I have now settled into the summer like everyone else, and have been able to read a few non-seminary required books. Finishing Eat Pray Love was at the top of my list and since I have had several inquiries over the past few weeks concerning pleasure reading, what I am reading, and do I recommend this book, let me provide a quick response here:
After finishing the book, these are the scriptures that I wrote across the title page:
“Dear friends, do not believe every spirit but test the spirits to see whether they are from God.” 1 John 4:1A NIV
“This is how you can recognize the Spirit of God: Every Spirit that acknowledges that Jesus Christ has come in the flesh is from God, but every spirit that does not acknowledge Jesus is not from God.” 1 John 3:2-3A
“The man without the Spirit does not accept the things that come from the Spirit of God, for they are foolishness to him, and he cannot understand them, because they are spiritually discerned.” 1 Corinthians 2:14
The author placed herself in this category when she stated very early in the book, on page 14 to be exact, “While I do love that great teacher of peace who is called Jesus, and while I do reserve the right to ask myself in certain trying situations what indeed He would do, I can’t swallow that one fixed rule of Christianity insisting that Christ is the only path to God.” Jesus fixed the rule, sorry. She placed herself in a dangerous position going out into the world seek spirits with no discernment of which spirit was from God and which was from the devil.
There are many other scriptures concerning the spiritual issues raised in this book but the final one that I will highlight comes from the Apostle Paul when he warns concerning false spiritual teachers: “Do not let anyone who delights in false humility and the worship of angels disqualify you from the prize. Such a person goes into great detail about what he has seen, and his unspiritual mind puffs him up with idle notions Col 2:18.” In short, Paul is warning his hearers to not disqualify themselves from eternal salvation through Jesus Christ by listening to the crafty, yet false messages of those who do not know Christ.
So the big picture is that Christ reigns supreme regardless of what Elizabeth Gilbert believes or how well she writes. In addition to her rejection of Christ, I would challenge a non-Christian to consider the kind of civilization we would live in if all adults behaved as Elizabeth Gilbert does in her book.
What if we all got divorced simply because we didn’t want to be married anymore? What if we all temporarily escaped to avoid confronting the reality that we screwed up? What if we all quit when times got hard? Denied our responsibilities?
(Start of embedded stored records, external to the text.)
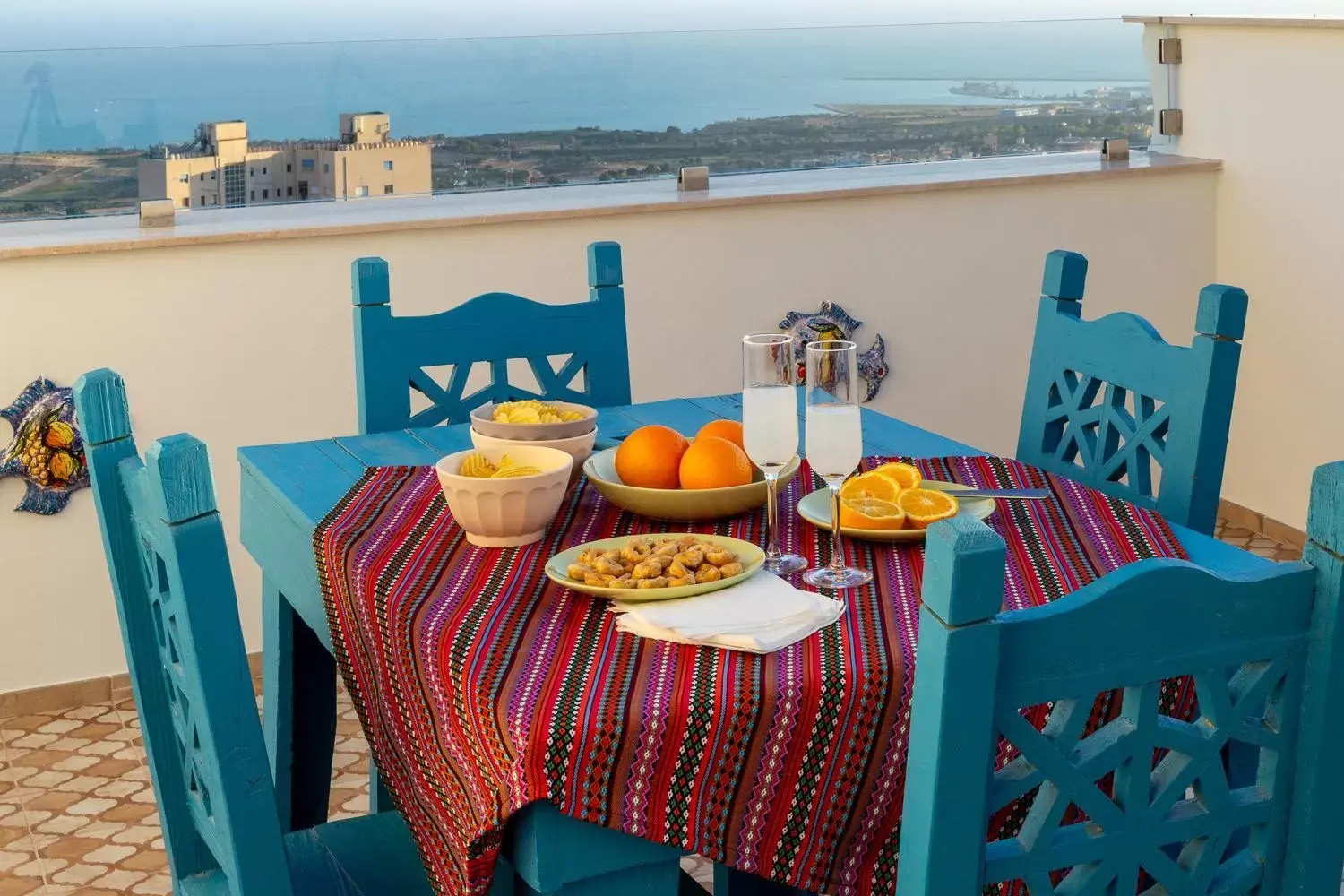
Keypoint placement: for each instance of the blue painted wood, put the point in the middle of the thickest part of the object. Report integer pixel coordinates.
(392, 354)
(1107, 401)
(1314, 845)
(298, 711)
(1266, 651)
(553, 852)
(288, 489)
(952, 707)
(101, 406)
(175, 597)
(730, 882)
Did whatever made us happy regardless of the outcome or who we hurt in the process?
That would not be a sustainable society at all, so all things considered; I cannot in good conscience recommend this book for summer reading.
If you are interested in reading a memoir this summer, pick up Left to Tell: Discovering God Amidst the Rwandan Holocaust by Immaculeé Ilibagiza or if you are looking for something lighter, Susan E. Isaacs’ Angry Conversations with God is pretty funny.
I’ll start reading The Help this weekend.
What are you reading this summer? Do you have any recommendations?